Historic courthouse in North Carolina, US

The Cleveland County Courthouse is a courthouse building located at Shelby, Cleveland County, North Carolina.

==History==
The courthouse was built in 1907, and is a three-story, rectangular, Classical Revival-style building sheathed in a smooth ashlar veneer above a rusticated first floor. It features tetrastyle Corinthian order porticoes at each of the four entrances and a three-stage cupola atop the flat roof.

In 1916, Thomas Dixon, Jr., the author of The Clansman: A Historical Romance of the Ku Klux Klan, planned to erect a statue of his uncle Leroy McAfee on the courthouse square. The project was initially met with enthusiasm, until it was announced that Dixon wanted McAfee to wear a Ku Klux Klan mask in the statue.

Courthouse offices moved to a new building in 1974, and the old courthouse houses offices, and public meeting hall. It was also home to the Cleveland County Historical Museum, which closed in 2004 and became the Earl Scruggs Center in 2014 after extensive interior renovations.

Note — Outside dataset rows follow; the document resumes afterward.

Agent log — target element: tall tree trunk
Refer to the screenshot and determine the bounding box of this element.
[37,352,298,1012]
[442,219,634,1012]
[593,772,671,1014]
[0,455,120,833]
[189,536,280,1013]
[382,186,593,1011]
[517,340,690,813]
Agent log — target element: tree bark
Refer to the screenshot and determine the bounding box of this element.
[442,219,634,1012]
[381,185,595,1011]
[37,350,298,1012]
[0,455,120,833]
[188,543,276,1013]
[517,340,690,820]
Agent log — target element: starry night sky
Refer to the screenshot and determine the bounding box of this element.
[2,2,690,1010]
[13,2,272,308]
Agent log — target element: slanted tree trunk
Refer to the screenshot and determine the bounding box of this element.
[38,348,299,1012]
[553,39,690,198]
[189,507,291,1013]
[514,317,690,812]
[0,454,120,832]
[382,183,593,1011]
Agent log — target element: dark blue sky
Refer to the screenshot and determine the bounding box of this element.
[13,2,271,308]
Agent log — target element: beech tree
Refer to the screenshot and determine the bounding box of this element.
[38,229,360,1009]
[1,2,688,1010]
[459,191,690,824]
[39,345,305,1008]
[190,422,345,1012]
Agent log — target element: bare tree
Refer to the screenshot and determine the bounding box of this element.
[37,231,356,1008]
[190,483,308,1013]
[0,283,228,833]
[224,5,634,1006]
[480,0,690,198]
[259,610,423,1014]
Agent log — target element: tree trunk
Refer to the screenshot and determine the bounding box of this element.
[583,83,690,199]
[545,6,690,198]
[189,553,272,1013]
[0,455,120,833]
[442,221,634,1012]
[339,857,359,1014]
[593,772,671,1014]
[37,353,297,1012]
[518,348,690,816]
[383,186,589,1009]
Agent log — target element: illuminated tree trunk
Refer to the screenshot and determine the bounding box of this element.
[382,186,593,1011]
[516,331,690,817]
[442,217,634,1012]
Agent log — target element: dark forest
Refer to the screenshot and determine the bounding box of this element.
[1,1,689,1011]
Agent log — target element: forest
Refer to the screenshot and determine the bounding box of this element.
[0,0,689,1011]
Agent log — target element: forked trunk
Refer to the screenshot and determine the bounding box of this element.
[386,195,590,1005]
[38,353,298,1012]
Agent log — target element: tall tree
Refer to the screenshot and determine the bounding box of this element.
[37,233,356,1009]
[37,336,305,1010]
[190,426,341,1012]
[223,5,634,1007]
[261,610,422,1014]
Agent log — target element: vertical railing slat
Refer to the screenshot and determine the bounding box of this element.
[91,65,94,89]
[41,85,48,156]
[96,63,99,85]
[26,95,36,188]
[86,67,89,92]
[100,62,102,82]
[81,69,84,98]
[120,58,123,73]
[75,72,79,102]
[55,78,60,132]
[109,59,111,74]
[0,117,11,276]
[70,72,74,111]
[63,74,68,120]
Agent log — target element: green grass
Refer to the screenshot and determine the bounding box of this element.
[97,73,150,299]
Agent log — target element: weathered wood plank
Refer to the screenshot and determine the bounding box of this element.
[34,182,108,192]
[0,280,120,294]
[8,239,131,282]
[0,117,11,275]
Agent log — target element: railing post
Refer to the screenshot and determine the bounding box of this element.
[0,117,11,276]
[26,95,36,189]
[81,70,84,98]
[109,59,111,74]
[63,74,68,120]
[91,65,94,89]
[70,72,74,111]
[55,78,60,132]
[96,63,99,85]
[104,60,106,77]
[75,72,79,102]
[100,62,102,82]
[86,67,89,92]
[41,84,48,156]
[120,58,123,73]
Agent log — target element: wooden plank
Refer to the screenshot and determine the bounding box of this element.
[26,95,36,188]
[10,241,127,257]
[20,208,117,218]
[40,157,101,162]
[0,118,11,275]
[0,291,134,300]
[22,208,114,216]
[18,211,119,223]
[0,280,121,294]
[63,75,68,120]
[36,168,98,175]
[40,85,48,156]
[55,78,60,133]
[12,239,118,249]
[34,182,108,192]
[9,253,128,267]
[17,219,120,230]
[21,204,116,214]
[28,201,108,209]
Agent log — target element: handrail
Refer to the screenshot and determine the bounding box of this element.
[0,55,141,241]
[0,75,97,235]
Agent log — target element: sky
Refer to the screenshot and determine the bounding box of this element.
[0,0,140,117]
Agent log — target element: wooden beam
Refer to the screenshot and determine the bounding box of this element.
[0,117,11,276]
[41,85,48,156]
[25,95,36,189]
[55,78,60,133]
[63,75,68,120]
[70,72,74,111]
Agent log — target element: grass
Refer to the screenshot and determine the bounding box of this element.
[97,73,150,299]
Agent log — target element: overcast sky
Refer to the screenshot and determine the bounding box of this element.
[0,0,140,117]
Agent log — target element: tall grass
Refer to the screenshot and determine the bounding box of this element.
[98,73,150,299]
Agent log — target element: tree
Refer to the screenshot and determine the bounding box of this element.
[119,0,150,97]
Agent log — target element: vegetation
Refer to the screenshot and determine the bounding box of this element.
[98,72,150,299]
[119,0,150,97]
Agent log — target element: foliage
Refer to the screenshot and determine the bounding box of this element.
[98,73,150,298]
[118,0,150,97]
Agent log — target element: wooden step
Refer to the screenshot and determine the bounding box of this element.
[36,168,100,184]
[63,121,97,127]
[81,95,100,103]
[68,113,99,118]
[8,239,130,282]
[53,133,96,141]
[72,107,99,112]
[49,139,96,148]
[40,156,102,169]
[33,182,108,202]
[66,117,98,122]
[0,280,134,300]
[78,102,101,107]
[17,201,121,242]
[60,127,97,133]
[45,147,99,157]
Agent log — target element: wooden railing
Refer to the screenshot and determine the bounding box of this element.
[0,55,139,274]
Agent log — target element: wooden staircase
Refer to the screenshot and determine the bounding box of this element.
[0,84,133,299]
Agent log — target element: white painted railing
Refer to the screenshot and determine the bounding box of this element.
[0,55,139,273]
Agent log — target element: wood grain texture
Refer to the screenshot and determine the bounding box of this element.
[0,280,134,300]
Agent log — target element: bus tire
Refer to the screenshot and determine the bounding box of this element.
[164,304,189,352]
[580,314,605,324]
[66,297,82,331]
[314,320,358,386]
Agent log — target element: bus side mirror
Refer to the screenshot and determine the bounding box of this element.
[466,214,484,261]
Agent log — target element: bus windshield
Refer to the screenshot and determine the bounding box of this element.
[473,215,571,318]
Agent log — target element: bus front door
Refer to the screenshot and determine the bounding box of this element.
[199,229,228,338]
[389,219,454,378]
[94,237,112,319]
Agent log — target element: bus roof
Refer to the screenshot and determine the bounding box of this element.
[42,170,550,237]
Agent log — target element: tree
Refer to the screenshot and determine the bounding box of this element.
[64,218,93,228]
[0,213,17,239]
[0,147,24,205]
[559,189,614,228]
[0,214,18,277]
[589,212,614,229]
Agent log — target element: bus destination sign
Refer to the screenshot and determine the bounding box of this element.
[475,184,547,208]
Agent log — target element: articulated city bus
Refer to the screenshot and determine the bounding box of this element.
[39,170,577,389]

It was listed on the National Register of Historic Places in 1979. It is located in the Central Shelby Historic District.

==Earl Scruggs Center==
The courthouse is now home to the Earl Scruggs Center — "Music & Stories from the American South", which opened in 2014. The museum focuses on both the life of local musician Earl Scruggs, and the music, history and culture of the American South. The museum also hosts concerts and music lectures.